In a significant milestone in the fight against black money suspected to be stashed abroad, India has received the first tranche of details about financial accounts of its citizens in Swiss banks under a new automatic exchange of information (AEOI) framework between the two countries, said media reports.
India is among 75 countries with which Switzerland’s Federal Tax Administration (FTA) has exchanged information on financial accounts within the framework of global standards on AEOI, an FTA spokesperson told PTI.
This is the first time that India has received details from Switzerland under the AEOI framework, which provides for exchange of information on financial accounts that are currently active as well as those accounts that were closed during 2018.
The next exchange would take place in September 2020, the spokesperson added.
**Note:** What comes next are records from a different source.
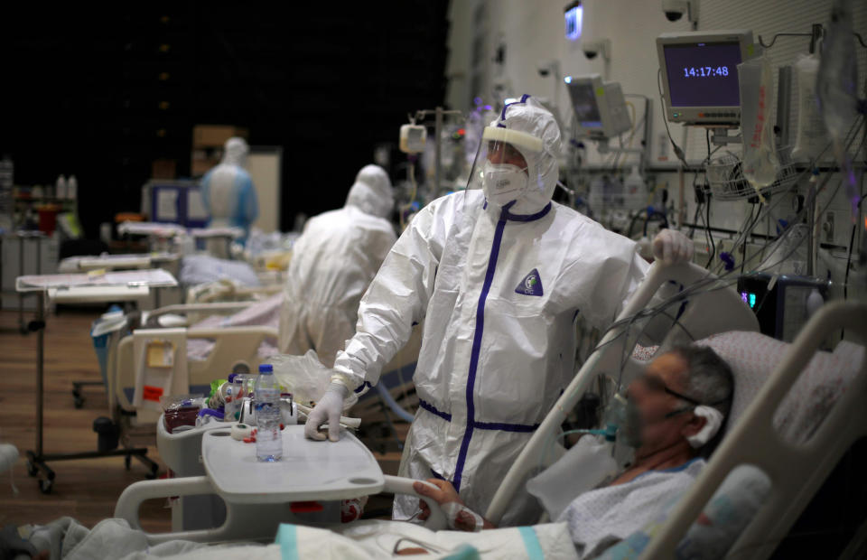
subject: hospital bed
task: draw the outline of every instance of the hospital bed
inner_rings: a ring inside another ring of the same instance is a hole
[[[678,265],[668,270],[655,266],[620,317],[630,316],[647,305],[667,275],[688,286],[690,281],[706,277],[706,272],[695,265]],[[727,433],[673,513],[659,522],[660,527],[648,527],[638,536],[638,540],[649,540],[647,547],[635,555],[614,556],[669,558],[676,552],[682,553],[678,546],[685,536],[692,535],[690,530],[700,525],[696,519],[703,508],[714,501],[736,499],[725,495],[722,485],[736,468],[750,465],[756,469],[752,480],[767,477],[770,490],[736,542],[727,543],[723,550],[728,550],[731,557],[768,557],[844,453],[867,435],[867,409],[862,402],[867,394],[863,348],[850,344],[844,350],[845,358],[836,361],[831,359],[834,355],[817,351],[830,336],[838,335],[840,329],[864,345],[867,305],[828,303],[794,342],[786,344],[756,332],[754,318],[741,313],[745,306],[739,308],[733,299],[737,294],[729,290],[685,295],[671,300],[679,324],[659,344],[660,350],[683,341],[687,332],[691,338],[705,339],[719,331],[718,322],[723,315],[725,322],[743,322],[734,332],[700,342],[713,348],[732,365],[735,397]],[[703,303],[697,305],[700,301]],[[560,429],[566,413],[601,373],[618,371],[622,365],[622,380],[627,384],[644,367],[632,357],[635,326],[615,324],[515,462],[486,512],[488,519],[497,523],[501,518],[511,497],[538,465],[538,458]],[[846,344],[841,343],[835,350]]]
[[[630,299],[629,303],[627,305],[621,316],[628,316],[629,314],[633,313],[635,311],[640,310],[643,305],[647,304],[648,302],[650,301],[651,296],[657,292],[657,288],[664,284],[666,284],[669,289],[670,286],[676,286],[677,289],[683,290],[690,284],[695,284],[695,281],[699,281],[706,277],[706,271],[695,266],[683,266],[680,267],[668,268],[662,268],[659,266],[656,266],[651,269],[651,272],[642,284],[642,286]],[[674,284],[671,284],[671,282]],[[716,313],[713,318],[708,318],[706,315],[704,315],[704,313],[709,310],[716,311]],[[669,335],[667,339],[671,341],[683,338],[685,332],[692,332],[694,335],[698,334],[699,336],[707,336],[730,330],[758,330],[758,325],[756,324],[754,315],[751,313],[749,308],[746,308],[742,304],[740,297],[734,294],[733,291],[729,289],[711,290],[704,292],[702,294],[695,294],[692,296],[691,303],[685,305],[679,305],[678,313],[676,316],[671,317],[670,321],[676,324],[674,329],[669,330]],[[629,326],[630,325],[628,324],[627,327]],[[625,337],[623,338],[625,339]],[[605,340],[611,342],[611,341],[617,341],[620,340],[620,338],[612,333],[609,333]],[[633,340],[632,343],[634,344],[634,342],[635,341]],[[608,365],[611,366],[613,364],[616,366],[620,363],[622,352],[626,350],[626,342],[622,341],[619,345],[611,343],[606,344],[602,346],[602,349],[607,349],[605,353],[607,354]],[[596,354],[598,353],[599,352]],[[596,354],[594,354],[591,359],[588,360],[588,363],[585,365],[584,369],[582,369],[583,375],[579,375],[576,379],[582,379],[588,377],[589,374],[584,372],[585,369],[592,369],[596,364],[604,363],[606,361],[600,360]],[[639,364],[636,362],[633,364],[633,366],[638,368],[639,367]],[[571,387],[570,391],[574,391],[574,387]],[[564,395],[571,395],[570,391],[567,391],[567,393]],[[552,425],[553,422],[554,421],[548,421],[548,424]],[[559,427],[562,418],[556,420],[555,422],[557,427]],[[350,438],[351,436],[348,437]],[[304,444],[308,445],[310,443]],[[315,443],[312,444],[315,445]],[[408,481],[398,479],[396,477],[386,478],[384,481],[385,481],[383,484],[379,486],[379,490],[386,491],[404,491],[405,493],[414,493],[407,491],[407,489],[411,489],[410,481]],[[237,524],[237,521],[233,520],[237,519],[238,516],[247,512],[247,510],[244,509],[243,506],[238,508],[232,504],[231,499],[233,497],[228,496],[225,490],[219,488],[219,484],[216,483],[213,480],[210,480],[208,476],[191,477],[191,480],[186,481],[184,479],[179,479],[170,481],[154,481],[136,483],[129,487],[129,489],[125,491],[121,500],[118,501],[117,515],[126,518],[131,524],[133,524],[133,527],[136,527],[137,504],[143,499],[182,494],[201,494],[212,491],[220,493],[220,495],[224,498],[224,500],[227,500],[229,512],[227,516],[226,524],[222,527],[211,530],[210,532],[206,531],[192,533],[189,536],[174,533],[171,536],[171,537],[189,537],[190,538],[193,538],[195,540],[209,541],[219,540],[228,537],[231,537],[232,538],[252,537],[253,534],[251,533],[247,533],[245,536],[244,530],[239,525]],[[233,509],[235,510],[234,513],[232,512]],[[434,522],[436,522],[435,518],[434,521],[432,521],[431,523]],[[170,537],[165,536],[149,537],[149,538],[156,539],[154,542],[169,537]]]
[[[764,373],[754,372],[751,379],[749,376],[744,377],[741,368],[733,368],[736,372],[736,396],[729,425],[730,433],[723,438],[722,446],[713,454],[686,498],[680,501],[673,515],[662,524],[662,528],[656,532],[649,531],[646,536],[649,539],[649,546],[644,550],[642,557],[671,557],[678,543],[694,526],[703,506],[712,499],[725,476],[734,467],[745,462],[759,466],[770,477],[773,484],[759,514],[750,521],[746,530],[740,534],[737,543],[731,548],[732,552],[730,555],[766,557],[786,535],[842,453],[855,439],[867,433],[867,412],[860,403],[862,396],[867,394],[867,360],[863,359],[862,350],[860,360],[848,360],[857,365],[857,370],[848,377],[835,379],[838,386],[844,389],[848,387],[848,389],[843,391],[840,398],[828,404],[831,412],[807,438],[806,444],[796,445],[785,441],[772,427],[777,405],[784,400],[788,387],[797,385],[795,383],[796,378],[829,334],[838,332],[840,328],[845,328],[862,340],[867,340],[867,324],[863,319],[867,316],[867,306],[856,303],[829,303],[812,318],[794,343],[786,344],[758,333],[754,317],[750,313],[742,313],[745,306],[741,304],[737,294],[728,288],[709,284],[705,287],[710,289],[700,293],[690,292],[689,285],[695,281],[708,282],[705,271],[692,265],[667,269],[655,266],[620,317],[627,317],[639,311],[648,304],[660,285],[672,280],[676,284],[680,297],[676,294],[669,298],[669,307],[673,306],[676,313],[667,317],[674,324],[659,344],[660,348],[678,343],[689,333],[695,338],[710,337],[708,341],[701,343],[711,345],[718,351],[723,350],[720,352],[723,358],[737,360],[737,352],[726,356],[724,344],[721,348],[719,341],[728,341],[734,348],[742,348],[744,344],[759,341],[760,346],[764,344],[758,351],[758,354],[761,355],[760,359],[769,361],[768,355],[774,354],[776,358],[769,363],[776,359],[776,365],[769,376],[767,375],[767,370]],[[709,313],[714,310],[716,313]],[[631,370],[634,374],[643,367],[641,361],[631,357],[630,348],[635,344],[635,341],[640,338],[634,332],[635,324],[629,322],[616,324],[619,326],[606,334],[599,350],[582,368],[573,384],[564,393],[561,402],[557,403],[536,435],[527,444],[525,449],[527,456],[522,453],[516,462],[514,472],[510,472],[504,480],[503,487],[487,512],[488,518],[496,522],[503,504],[510,498],[510,492],[517,489],[516,481],[523,481],[530,470],[527,465],[537,464],[540,445],[547,444],[565,418],[566,411],[574,405],[583,389],[591,386],[600,371],[614,371],[620,364],[625,363],[625,369],[628,372]],[[726,332],[729,331],[734,331]],[[725,334],[719,334],[721,332]],[[765,351],[765,349],[771,347],[773,351]],[[806,396],[806,397],[809,398],[814,395],[816,384],[821,385],[823,380],[826,380],[828,376],[825,373],[827,370],[827,368],[819,368],[817,373],[814,371],[811,379],[801,384],[799,390],[802,397]],[[740,392],[737,392],[738,386],[741,387]],[[760,390],[756,390],[757,387],[760,387]],[[802,408],[790,405],[789,413],[797,415]],[[801,425],[803,425],[803,422]],[[547,431],[547,434],[543,431]],[[191,481],[188,482],[192,484]],[[394,486],[397,483],[398,481],[393,481],[390,484]],[[179,488],[186,488],[183,486],[186,484],[184,482],[172,482],[171,487],[162,486],[162,481],[146,484],[147,487],[140,488],[147,489],[147,498],[174,495],[179,491]],[[207,490],[206,486],[212,489],[210,482],[204,481],[198,481],[195,484],[200,486],[191,486],[189,491],[201,492]],[[394,490],[392,486],[384,484],[383,489]],[[131,490],[130,496],[122,499],[122,501],[118,502],[117,509],[117,515],[134,523],[137,518],[129,499],[133,495],[137,496],[136,499],[144,499],[145,496],[138,496],[136,492],[138,490]],[[153,537],[160,539],[159,537]],[[741,551],[740,555],[738,551]]]
[[[171,340],[174,344],[171,375],[180,376],[180,386],[188,387],[180,392],[207,395],[214,379],[225,378],[232,372],[254,372],[276,352],[279,299],[274,296],[265,302],[168,305],[143,313],[141,322],[130,331],[117,333],[107,344],[106,386],[111,417],[120,426],[122,436],[144,435],[150,439],[154,434],[153,426],[158,411],[143,409],[135,403],[136,377],[149,341]],[[222,326],[217,321],[219,316],[243,312],[251,312],[253,320],[262,320],[265,324]],[[203,321],[207,318],[210,320]],[[207,326],[197,326],[203,322]],[[397,378],[401,371],[409,371],[411,377],[420,347],[421,327],[416,326],[410,341],[384,368],[386,382],[377,394],[399,417],[407,413],[395,397],[399,399],[405,389],[390,380]],[[387,415],[387,421],[390,424]]]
The FTA had earlier been reported to have stated that “several dispatches might be necessary” in the case of India, giving an indication of the volume of details to be shared with Indian tax authorities of all Indians with bank accounts in Switzerland as of 2018 beginning.
In 2018, data from Zurich-based Swiss National Bank (SNB) had shown that after declining for three years, money parked by Indians in Swiss Banks rose 50 per cent to CHF (Swiss Franc) 1.02 billion (Rs 7,000 crore) in 2017 over the previous year, reported The Indian Express.
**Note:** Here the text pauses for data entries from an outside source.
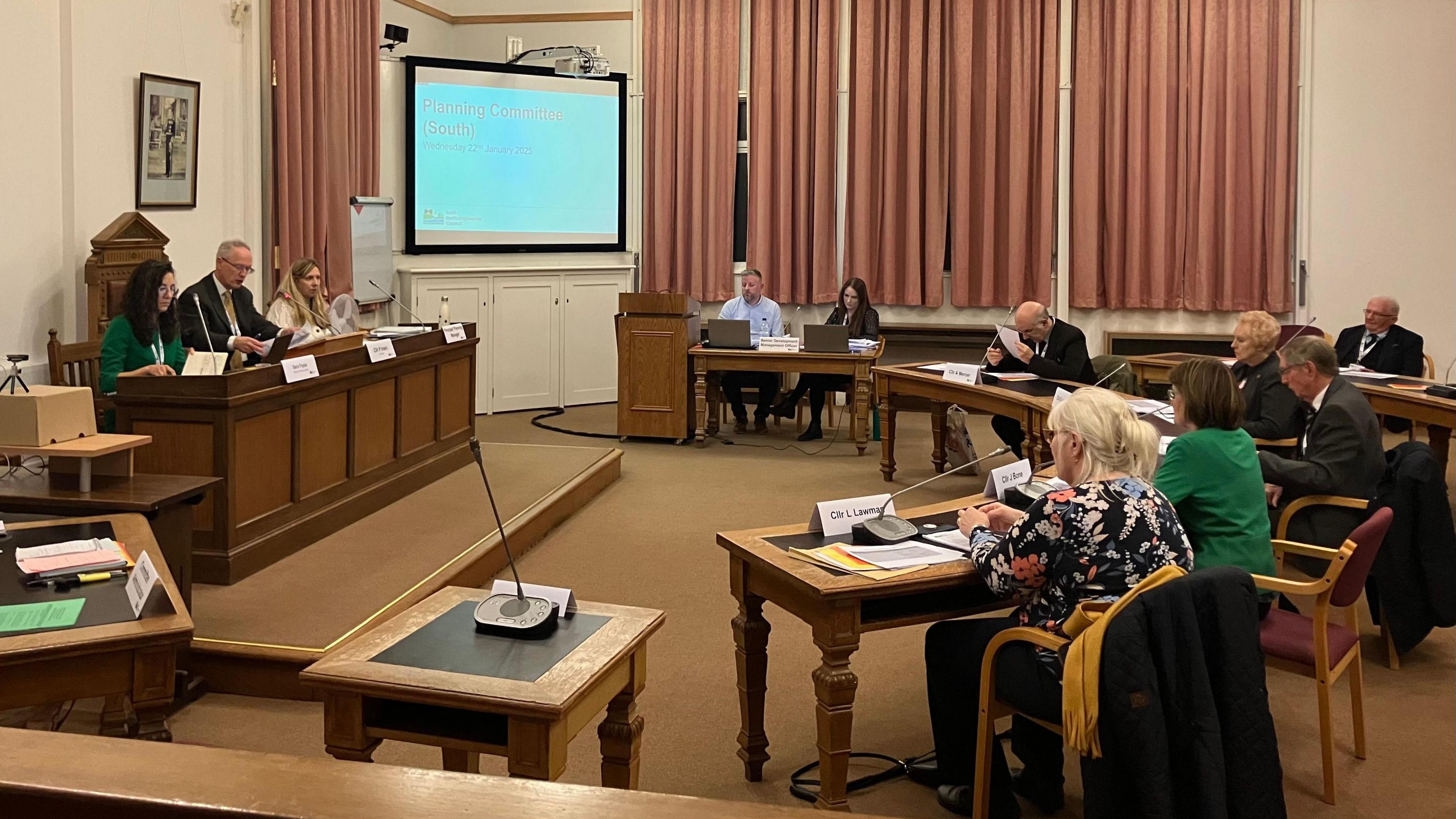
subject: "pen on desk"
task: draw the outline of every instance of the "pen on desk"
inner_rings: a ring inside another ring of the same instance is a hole
[[[122,571],[122,570],[119,570],[119,568],[118,570],[112,570],[112,571],[90,571],[90,573],[86,573],[86,574],[73,574],[70,577],[51,577],[51,579],[47,579],[47,580],[26,580],[25,581],[25,587],[26,589],[44,589],[47,586],[54,586],[54,584],[57,584],[60,581],[64,581],[67,584],[71,583],[71,581],[76,581],[76,583],[98,583],[100,580],[111,580],[114,577],[125,577],[125,576],[127,576],[127,573]]]

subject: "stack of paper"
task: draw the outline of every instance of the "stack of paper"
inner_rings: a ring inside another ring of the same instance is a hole
[[[111,571],[132,565],[125,546],[111,538],[67,541],[15,551],[15,564],[28,579],[48,580],[87,571]]]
A large portion of the first tranche of data relates to accounts that have been already closed due to fear of action.
It can, however, still establish a strong prosecution case against those who had any unaccounted wealth in those accounts, bankers and regulators said.
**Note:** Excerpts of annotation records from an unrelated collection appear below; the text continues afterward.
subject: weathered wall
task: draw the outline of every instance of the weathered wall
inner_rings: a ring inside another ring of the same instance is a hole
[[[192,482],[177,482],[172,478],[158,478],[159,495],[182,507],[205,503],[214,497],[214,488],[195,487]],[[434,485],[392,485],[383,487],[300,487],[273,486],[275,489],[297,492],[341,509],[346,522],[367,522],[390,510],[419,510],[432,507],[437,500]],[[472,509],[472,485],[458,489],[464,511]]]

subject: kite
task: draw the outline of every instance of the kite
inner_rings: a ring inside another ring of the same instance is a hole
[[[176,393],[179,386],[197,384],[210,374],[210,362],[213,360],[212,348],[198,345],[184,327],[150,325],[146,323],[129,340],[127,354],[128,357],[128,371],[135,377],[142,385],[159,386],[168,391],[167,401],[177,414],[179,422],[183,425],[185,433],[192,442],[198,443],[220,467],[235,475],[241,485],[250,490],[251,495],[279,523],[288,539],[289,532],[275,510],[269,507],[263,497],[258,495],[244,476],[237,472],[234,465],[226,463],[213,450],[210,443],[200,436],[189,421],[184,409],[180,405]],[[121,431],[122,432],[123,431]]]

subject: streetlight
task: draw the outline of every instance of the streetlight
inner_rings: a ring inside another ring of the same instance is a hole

The data provides entire details of the entire flow of funds to and from all the accounts that were active even for a single day in the year 2018, bankers said. Hence, deposits and transfers as well as of all earnings including through investments in securities and other asset classes can be examined, they said.
The first tranche relates mostly to businessmen, including non-resident Indians now settled in several South-East Asian countries as well as in the US, the UK and even some African and South American countries, PTI had earlier quoted regulatory officials as saying.
They admitted there was a huge outflow from these accounts in the last few years after a global crackdown began against the so-called high-secrecy walls associated with the Swiss banks and several of these accounts got closed.
Besides, there are at least 100 cases of older accounts held by Indians, which might have been closed before 2018, for which Switzerland is in the process of sharing details with India under an earlier framework of mutual administrative assistance as Indian authorities had provided prima facie evidence of tax-related wrongdoings by those account holders.
These relate to people engaged in businesses like auto components, chemicals, textiles, real estate, diamond and jewellery, steel products etc. Regulatory and government officials said the special focus of the analysis of the Swiss bank data could be on identifying people with political links.
A Swiss delegation was in India in August before the first set of details could get shared under the new automatic information exchange, while the two sides also discussed possible steps to expedite execution of tax information sharing requests made by India in specific cases and enhancing of collaboration in offshore tax compliance matters.
The exchange of information is being carried out under the Common Reporting Standard (CRS), the global reporting standard for such exchange of information, which takes care of aspects such as confidentiality rules and data safeguards. The CRS has been developed by the Organisation for Economic Cooperation and Development (OECD).